In the specific groups where more detailed data were obtained, evidence has been provided that intervention by trained staff in a highly alcohol dependent group with serious physical disease has a substantial impact on alcohol intake and can reduce hospital admissions and bed stays. Reduction in admissions to hospital and reduced bed days occupied for detoxification would save as similar sized trust approximately 550 bed days per year. The reduction in readmissions for patients with significant liver disease is potentially even greater as they have an average length of stay considerably in excess of the average and have a high utilisation of medical resources. While the experience of this study cannot directly quantify such benefits it is clear that the potential is considerable.

A significant proportion of violent incidents in hospitals have alcohol as a substantial factor. Data suggest that provision of alcohol withdrawal information and protocols do have an impact on such incidents to the obvious benefit of patients and staff. The increase in prescribing of B vitamins is a strategy well established to reduce the risk of neurological catastrophe in heavy drinkers and therefore is likely to be highly beneficial both to the individuals concerned and to all providers of healthcare.15

The positive impact is not confined to secondary care. Heavy drinkers are heavy consumers of all forms of healthcare and attend in primary care up to four times more frequently than other groups.4 Provision of the nurse-led service can have a significant impact on primary care attendance, and this study is the first hospital-based intervention of this type to show such an effect. The major risk of this service's introduction has been that it has identified a group of people drinking at risk and often with significant physical disease who were not previously known to the drug and alcohol services. This has had a substantial impact in terms of new referrals to SMS.

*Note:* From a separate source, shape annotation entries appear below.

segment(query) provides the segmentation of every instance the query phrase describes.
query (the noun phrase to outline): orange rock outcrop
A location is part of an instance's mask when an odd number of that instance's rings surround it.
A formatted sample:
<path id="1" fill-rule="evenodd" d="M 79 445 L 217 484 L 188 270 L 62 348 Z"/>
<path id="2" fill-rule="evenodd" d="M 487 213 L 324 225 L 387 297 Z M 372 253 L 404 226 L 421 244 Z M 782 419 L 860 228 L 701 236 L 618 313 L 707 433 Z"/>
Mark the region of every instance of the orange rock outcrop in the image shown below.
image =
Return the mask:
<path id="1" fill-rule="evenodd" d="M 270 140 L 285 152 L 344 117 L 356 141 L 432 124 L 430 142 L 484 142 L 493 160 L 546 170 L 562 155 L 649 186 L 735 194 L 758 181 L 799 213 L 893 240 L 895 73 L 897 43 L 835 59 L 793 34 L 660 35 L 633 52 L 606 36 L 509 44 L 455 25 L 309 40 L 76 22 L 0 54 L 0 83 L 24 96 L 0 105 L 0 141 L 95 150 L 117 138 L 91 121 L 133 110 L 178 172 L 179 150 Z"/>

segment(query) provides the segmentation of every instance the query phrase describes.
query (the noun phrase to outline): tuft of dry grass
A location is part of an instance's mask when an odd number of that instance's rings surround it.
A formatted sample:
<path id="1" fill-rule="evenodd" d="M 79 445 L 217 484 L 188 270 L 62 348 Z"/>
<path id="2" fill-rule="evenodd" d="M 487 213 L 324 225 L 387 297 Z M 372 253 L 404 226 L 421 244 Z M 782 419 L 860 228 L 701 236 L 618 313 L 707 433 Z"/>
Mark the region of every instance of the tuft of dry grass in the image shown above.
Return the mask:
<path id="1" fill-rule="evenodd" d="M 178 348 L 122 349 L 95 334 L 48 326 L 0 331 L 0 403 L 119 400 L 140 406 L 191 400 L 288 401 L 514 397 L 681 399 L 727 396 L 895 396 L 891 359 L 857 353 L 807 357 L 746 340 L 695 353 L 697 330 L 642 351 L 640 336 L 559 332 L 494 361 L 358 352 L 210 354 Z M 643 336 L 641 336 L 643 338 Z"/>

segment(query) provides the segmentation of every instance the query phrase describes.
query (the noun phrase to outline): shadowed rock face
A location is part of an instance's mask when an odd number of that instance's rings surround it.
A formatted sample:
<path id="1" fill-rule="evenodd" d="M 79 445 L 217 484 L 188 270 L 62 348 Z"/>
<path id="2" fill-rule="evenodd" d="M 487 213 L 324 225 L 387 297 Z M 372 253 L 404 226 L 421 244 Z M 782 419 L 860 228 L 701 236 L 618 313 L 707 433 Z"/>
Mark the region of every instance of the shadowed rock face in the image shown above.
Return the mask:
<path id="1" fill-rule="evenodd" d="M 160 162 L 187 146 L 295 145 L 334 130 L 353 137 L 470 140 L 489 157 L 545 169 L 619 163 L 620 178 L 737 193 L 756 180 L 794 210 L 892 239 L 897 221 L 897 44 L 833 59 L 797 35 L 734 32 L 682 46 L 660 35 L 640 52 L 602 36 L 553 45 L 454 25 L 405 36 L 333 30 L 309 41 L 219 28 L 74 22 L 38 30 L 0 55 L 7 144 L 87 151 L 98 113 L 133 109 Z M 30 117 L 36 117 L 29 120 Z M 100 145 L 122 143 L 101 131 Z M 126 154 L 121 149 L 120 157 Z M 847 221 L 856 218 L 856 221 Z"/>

There are a number of specific factors which have been essential for the success of this service and therefore may not be applicable to other hospitals. Nottingham has a well developed day hospital-based alcohol service which can provide for the differing needs of large numbers of people with alcohol problems. This ranges from key worker assessment and follow up through a range of alcohol harm reduction programmes through to inpatient facilities for detoxification. The availability of resources outside the acute trust setting was vital in two regards, an existing structure into which clients could be referred and managed but also the presence of interested and expert staff in Nottingham alcohol team who could support the liaison service. A further vital factor in the success of the service was that all the key individuals shared a common view of the nature of problem drinking. The team does not believe that the disease-based nature of habitual drunkenness is summed up by the term ‘alcoholic’. Instead, drinking is considered fundamentally a behaviour over which individuals exercise choice and services are configured to reflect this with, for example, controlled drinking programmes available for those without serious medical consequences where abstinence is less vital. If such commonality of view was not present within the team this could lead to considerable conflict in both direction and delivery of service.

Although there are wide variations across the UK in availability and potential to access alcohol services and therefore local needs will vary, this type of secondary care interface service is likely to be cost effective. The initiation of this service has relied on close collaboration between all the healthcare organisations involved and funding via a partnership with contributions from the acute and community healthcare trusts is acknowledged.

Acknowledgement

The authors are grateful to Lynn Wynstanley (then director at Nottingham Health Authority) who initially commissioned this service.